Any river - estuary model (Shallow-water-wave equation) needs its downstream boundary condition which can be tidal forcing (Mike21, SRH-2D, TuFlow, HEC-Ras, CCEH2D...). When you set that it has its effect on the calculation of flow field (depth and velocity). So you flow filed is a function of upstream inflow of the river and downstream tidal fluctuation.
Any sediment transport model is using flow filed which is given by a hydrodynamic model to it, basically shear velocity and turbulence measures are used to calculate sediment deposition and erosion and rate of transport. Therefore if you set downstream tidal boundary condition in your hydrodynamic model and feed the results to sediment transport modulo of that model you incorporated the effect of tide on the sediment transport in that tidal river of interest.
The particle size grain size of the respective river and the density of this material should be included in the model to calculate the amount of material according to the amount of water during the tide.

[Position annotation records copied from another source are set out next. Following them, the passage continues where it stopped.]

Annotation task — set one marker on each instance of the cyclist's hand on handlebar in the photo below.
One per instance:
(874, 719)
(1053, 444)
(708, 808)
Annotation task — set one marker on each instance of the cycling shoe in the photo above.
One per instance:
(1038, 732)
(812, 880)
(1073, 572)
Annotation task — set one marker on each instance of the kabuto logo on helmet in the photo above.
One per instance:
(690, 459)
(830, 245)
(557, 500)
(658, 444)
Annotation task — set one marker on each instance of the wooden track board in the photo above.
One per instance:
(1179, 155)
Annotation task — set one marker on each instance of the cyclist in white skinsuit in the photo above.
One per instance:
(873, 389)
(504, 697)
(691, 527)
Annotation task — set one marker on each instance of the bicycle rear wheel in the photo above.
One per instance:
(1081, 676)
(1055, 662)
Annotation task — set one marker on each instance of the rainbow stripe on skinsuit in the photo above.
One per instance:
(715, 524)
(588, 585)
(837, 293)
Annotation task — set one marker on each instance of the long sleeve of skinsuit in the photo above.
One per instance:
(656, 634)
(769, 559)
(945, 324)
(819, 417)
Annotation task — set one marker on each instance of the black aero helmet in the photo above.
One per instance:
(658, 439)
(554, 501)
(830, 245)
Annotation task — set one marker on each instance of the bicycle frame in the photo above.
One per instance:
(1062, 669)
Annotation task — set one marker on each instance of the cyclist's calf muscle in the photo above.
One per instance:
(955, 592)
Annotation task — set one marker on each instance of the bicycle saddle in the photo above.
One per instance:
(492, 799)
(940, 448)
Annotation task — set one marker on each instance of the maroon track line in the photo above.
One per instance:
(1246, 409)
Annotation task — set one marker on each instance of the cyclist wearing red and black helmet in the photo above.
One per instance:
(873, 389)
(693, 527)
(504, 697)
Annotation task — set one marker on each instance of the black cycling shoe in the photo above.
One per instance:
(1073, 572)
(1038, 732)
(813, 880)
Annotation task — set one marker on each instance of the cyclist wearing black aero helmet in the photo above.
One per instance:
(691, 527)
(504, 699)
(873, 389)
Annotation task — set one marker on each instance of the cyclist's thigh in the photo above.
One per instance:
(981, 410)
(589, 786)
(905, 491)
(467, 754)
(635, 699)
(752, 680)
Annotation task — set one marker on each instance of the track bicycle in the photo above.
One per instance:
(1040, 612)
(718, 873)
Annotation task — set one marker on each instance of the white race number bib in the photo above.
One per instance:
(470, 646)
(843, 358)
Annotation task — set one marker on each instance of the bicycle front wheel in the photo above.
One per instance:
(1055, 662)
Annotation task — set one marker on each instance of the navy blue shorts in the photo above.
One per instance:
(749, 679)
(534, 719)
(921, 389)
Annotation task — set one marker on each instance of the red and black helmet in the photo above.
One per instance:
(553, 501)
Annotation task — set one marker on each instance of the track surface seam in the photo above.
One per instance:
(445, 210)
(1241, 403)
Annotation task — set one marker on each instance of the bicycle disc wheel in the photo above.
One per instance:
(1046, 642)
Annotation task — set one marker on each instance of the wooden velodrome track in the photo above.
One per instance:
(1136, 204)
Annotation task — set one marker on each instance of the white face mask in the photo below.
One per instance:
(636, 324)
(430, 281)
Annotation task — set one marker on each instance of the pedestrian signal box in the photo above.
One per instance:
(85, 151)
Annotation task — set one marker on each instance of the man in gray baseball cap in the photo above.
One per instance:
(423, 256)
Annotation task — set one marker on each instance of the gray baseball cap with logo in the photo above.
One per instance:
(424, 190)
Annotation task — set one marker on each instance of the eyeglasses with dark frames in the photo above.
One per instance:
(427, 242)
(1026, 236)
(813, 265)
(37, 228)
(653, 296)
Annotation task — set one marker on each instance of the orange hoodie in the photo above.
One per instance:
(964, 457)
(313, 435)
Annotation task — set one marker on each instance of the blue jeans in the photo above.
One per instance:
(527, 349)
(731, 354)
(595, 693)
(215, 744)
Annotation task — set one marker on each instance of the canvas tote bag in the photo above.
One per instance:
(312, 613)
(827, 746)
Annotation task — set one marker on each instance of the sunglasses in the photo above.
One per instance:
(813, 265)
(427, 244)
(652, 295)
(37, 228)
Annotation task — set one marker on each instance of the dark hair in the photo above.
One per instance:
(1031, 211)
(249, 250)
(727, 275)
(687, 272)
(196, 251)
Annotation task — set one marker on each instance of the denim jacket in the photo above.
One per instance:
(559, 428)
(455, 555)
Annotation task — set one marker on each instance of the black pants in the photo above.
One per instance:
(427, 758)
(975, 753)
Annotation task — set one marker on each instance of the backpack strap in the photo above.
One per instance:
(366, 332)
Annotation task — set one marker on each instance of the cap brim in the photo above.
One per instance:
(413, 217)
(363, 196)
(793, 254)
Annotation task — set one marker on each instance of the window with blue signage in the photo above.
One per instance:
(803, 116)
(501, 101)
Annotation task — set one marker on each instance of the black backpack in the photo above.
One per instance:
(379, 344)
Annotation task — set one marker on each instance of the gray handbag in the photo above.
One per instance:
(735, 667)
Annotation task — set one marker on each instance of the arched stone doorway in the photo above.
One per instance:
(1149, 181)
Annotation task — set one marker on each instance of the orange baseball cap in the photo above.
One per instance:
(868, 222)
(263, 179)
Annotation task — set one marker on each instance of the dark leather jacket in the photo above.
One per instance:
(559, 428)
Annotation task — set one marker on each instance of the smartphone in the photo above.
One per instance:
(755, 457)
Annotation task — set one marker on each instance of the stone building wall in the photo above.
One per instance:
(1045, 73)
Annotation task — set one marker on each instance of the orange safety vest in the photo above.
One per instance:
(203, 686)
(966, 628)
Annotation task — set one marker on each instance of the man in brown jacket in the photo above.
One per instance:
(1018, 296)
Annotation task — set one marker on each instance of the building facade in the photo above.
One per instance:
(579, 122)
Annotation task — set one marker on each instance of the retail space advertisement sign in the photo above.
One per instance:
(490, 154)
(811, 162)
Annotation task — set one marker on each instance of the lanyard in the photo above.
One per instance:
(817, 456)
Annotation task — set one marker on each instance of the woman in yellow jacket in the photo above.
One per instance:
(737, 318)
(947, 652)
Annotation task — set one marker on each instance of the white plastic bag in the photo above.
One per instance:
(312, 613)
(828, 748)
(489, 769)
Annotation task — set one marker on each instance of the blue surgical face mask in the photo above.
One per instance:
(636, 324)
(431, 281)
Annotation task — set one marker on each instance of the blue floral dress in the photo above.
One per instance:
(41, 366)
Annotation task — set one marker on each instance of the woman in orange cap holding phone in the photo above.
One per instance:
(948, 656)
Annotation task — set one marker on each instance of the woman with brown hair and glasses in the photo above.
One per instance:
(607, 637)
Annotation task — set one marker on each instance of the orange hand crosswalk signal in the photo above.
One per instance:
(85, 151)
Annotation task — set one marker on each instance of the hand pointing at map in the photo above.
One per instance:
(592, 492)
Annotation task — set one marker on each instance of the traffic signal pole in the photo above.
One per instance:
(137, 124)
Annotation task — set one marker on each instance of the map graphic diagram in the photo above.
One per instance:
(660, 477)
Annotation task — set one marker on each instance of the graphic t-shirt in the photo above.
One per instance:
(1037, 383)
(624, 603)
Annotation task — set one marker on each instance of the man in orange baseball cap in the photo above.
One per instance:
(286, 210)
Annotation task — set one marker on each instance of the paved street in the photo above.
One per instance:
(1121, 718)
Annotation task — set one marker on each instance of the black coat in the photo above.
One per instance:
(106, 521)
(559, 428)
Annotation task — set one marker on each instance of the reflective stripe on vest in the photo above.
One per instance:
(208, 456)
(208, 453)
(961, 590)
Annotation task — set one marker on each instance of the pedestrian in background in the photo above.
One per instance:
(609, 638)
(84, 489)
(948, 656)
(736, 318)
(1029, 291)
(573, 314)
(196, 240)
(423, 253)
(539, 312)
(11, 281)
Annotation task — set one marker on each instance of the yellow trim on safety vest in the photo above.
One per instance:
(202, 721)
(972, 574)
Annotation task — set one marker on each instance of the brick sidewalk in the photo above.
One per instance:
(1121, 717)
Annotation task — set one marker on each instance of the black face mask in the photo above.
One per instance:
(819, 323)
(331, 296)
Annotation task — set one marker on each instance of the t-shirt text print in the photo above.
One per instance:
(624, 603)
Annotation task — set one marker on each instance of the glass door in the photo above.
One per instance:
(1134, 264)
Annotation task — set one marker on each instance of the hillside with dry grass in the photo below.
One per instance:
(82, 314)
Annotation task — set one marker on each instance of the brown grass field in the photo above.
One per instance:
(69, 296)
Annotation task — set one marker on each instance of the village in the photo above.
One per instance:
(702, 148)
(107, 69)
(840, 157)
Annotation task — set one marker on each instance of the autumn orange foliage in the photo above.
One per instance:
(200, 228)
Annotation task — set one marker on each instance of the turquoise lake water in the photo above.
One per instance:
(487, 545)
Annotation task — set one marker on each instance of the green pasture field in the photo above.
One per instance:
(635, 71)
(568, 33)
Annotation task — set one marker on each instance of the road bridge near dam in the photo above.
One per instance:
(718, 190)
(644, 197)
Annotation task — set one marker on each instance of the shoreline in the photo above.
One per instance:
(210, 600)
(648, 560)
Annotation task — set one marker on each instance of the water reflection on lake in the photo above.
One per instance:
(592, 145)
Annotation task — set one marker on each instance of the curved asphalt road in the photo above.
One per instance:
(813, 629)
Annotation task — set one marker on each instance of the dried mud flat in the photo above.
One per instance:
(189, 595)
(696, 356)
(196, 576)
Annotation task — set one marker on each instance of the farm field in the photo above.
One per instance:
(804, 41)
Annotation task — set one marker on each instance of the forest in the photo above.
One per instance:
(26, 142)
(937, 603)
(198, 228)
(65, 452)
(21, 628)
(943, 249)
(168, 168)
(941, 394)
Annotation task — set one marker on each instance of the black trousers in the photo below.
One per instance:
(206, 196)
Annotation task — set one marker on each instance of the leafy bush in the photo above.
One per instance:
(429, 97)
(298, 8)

Kaveh Zamani has presented you the best answer. I can add my article which shows the simulation of your question with SPH method based on experimental model of Hubert Chanson. I refer you to attached file.
[With all respect!] what I mentioned above was includes re-suspension. Driver of sediment transport (cohesive, non-cohesive) is shear velocity induced by velocity of flow. If he gets the "tidal flow" right the rest is similar. We do not use standalone formula for re-suspension, (Although some regression exists but no physical mass balance like Exner equation for re-suspension). In peaks of flood and ebb tide you have suspension and then you see deposition and maybe in the next flood or ebb tide you see suspension.
PS: I mostly seen the concept of re suspension under the umbrella of wave action not tide action. BTW the amount is very low and effect is usually local and more in the range which is used for geophysics and environmental science not engineers.